Author(s): Killian, C.; Rigby, J.; Barlow, J.; Kress, W.; Schmitz, D.

Data worth and uncertainty analyses of an existing regional groundwater-flow model that includes portions of the Mississippi Alluvial Plain (MAP) identified streambed hydraulic conductivity as a notable parameter that affected model uncertainty, influencing the model’s ability to evaluate groundwater and surface-water interactions. The streambed hydraulic conductivity of each stream reach is currently represented by one value in the existing model due to the paucity of existing data, resulting in high uncertainty in model outputs. Waterborne continuous resistivity profiling (CRP) data was collected by the U.S. Geological Survey in 2016 and 2017 along selected streams within the Mississippi Delta to: (1) characterize near-surface lithology of the Mississippi River Valley alluvial aquifer for improved understanding of groundwater and surface-water interactions; and, (2) allow for increased variability of streambed hydraulic conductivity within the existing model. Multiple methods to translate resistivity values to estimates of streambed hydraulic conductivity were evaluated. Two-dimensional profiles of estimated streambed hydraulic conductivity data were aggregated vertically to develop one-dimensional streambed hydraulic conductivity values and horizontally to the scale of the existing model.
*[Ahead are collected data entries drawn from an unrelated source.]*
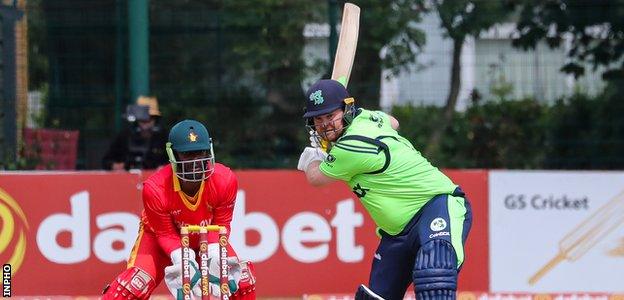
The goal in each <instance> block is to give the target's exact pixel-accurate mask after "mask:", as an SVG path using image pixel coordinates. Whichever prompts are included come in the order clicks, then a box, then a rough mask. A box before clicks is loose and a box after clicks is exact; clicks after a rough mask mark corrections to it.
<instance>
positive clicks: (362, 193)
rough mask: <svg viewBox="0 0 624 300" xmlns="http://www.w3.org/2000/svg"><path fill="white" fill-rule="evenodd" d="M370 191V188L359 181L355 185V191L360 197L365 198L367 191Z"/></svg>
mask: <svg viewBox="0 0 624 300" xmlns="http://www.w3.org/2000/svg"><path fill="white" fill-rule="evenodd" d="M368 191H370V189H365V188H363V187H362V186H361V185H360V184H359V183H358V184H356V185H355V186H354V187H353V193H354V194H355V195H357V196H358V198H363V197H364V196H366V192H368Z"/></svg>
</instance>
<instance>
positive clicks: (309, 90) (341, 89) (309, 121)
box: [303, 79, 356, 149]
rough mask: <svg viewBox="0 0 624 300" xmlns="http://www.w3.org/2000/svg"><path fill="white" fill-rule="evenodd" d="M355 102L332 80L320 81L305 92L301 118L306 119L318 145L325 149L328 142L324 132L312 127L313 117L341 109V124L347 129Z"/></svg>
mask: <svg viewBox="0 0 624 300" xmlns="http://www.w3.org/2000/svg"><path fill="white" fill-rule="evenodd" d="M354 104H355V100H354V99H353V98H352V97H351V96H349V92H347V89H346V88H345V86H344V85H342V83H340V82H338V81H336V80H332V79H322V80H319V81H317V82H316V83H315V84H313V85H312V86H311V87H310V88H309V89H308V91H307V92H306V109H305V113H304V114H303V117H304V118H306V123H307V124H306V125H307V127H308V130H309V131H310V134H311V135H312V137H313V138H314V139H316V141H317V142H318V144H319V145H322V147H323V148H324V149H327V146H326V145H328V143H329V142H328V141H327V140H326V139H325V132H328V131H325V132H322V131H321V130H320V129H319V128H316V127H315V126H314V117H318V116H322V115H324V114H328V113H331V112H332V111H334V110H337V109H342V110H343V111H344V114H343V124H344V127H347V126H349V125H350V124H351V121H353V118H354V117H355V114H356V108H355V105H354Z"/></svg>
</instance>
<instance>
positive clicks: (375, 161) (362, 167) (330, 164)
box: [319, 141, 385, 181]
mask: <svg viewBox="0 0 624 300" xmlns="http://www.w3.org/2000/svg"><path fill="white" fill-rule="evenodd" d="M384 163H385V156H384V154H383V153H381V152H380V150H379V147H377V146H375V145H371V144H367V143H363V142H359V141H345V142H338V143H336V144H335V145H334V146H333V147H332V149H331V151H330V152H329V155H328V158H327V159H325V160H324V161H323V162H322V163H321V164H320V165H319V169H320V170H321V172H322V173H323V174H325V175H326V176H329V177H331V178H335V179H339V180H344V181H349V180H351V178H352V177H353V176H355V175H358V174H363V173H369V172H374V171H376V170H379V169H380V168H382V167H383V165H384Z"/></svg>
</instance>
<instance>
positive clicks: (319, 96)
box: [310, 90, 325, 105]
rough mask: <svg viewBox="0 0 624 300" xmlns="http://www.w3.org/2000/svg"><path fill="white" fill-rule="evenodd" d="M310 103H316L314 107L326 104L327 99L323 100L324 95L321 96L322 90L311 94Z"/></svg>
mask: <svg viewBox="0 0 624 300" xmlns="http://www.w3.org/2000/svg"><path fill="white" fill-rule="evenodd" d="M310 101H312V102H314V105H319V104H322V103H323V102H325V99H323V95H322V94H321V90H318V91H316V92H314V93H312V94H310Z"/></svg>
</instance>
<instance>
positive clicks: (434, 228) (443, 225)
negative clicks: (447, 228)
mask: <svg viewBox="0 0 624 300" xmlns="http://www.w3.org/2000/svg"><path fill="white" fill-rule="evenodd" d="M429 228H431V230H433V231H440V230H443V229H444V228H446V221H445V220H444V219H442V218H440V217H438V218H435V219H433V221H431V225H429Z"/></svg>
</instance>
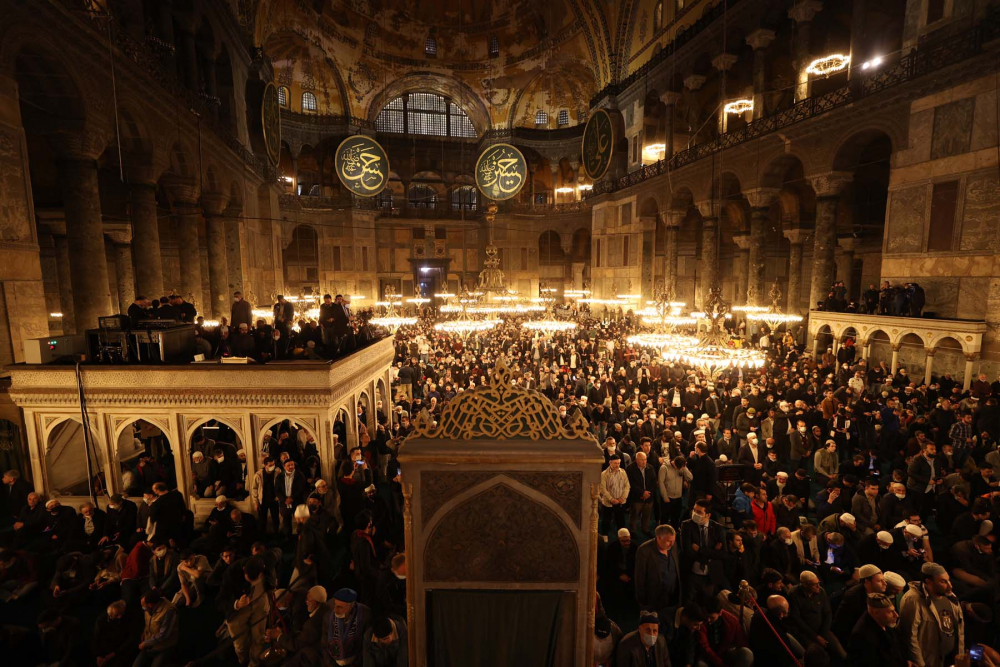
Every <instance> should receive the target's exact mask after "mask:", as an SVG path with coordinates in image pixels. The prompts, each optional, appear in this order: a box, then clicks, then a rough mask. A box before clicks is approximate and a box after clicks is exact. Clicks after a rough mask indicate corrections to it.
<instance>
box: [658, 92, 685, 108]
mask: <svg viewBox="0 0 1000 667" xmlns="http://www.w3.org/2000/svg"><path fill="white" fill-rule="evenodd" d="M660 101H661V102H663V103H664V104H665V105H667V106H668V107H673V106H677V103H678V102H680V101H681V94H680V93H675V92H673V91H672V90H668V91H667V92H665V93H660Z"/></svg>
Estimated streambed hydraulic conductivity values from the methods were incorporated into the existing model and model estimates of predicted streamflow and groundwater levels were compared to measured values to evaluate model performance for each translation method. This exercise to improve streambed hydraulic conductivity values will allow for reduction in model uncertainty by allowing the model to better estimate groundwater/surface-water interaction and improve tools to make informed decisions when creating and implementing best water-use management practices.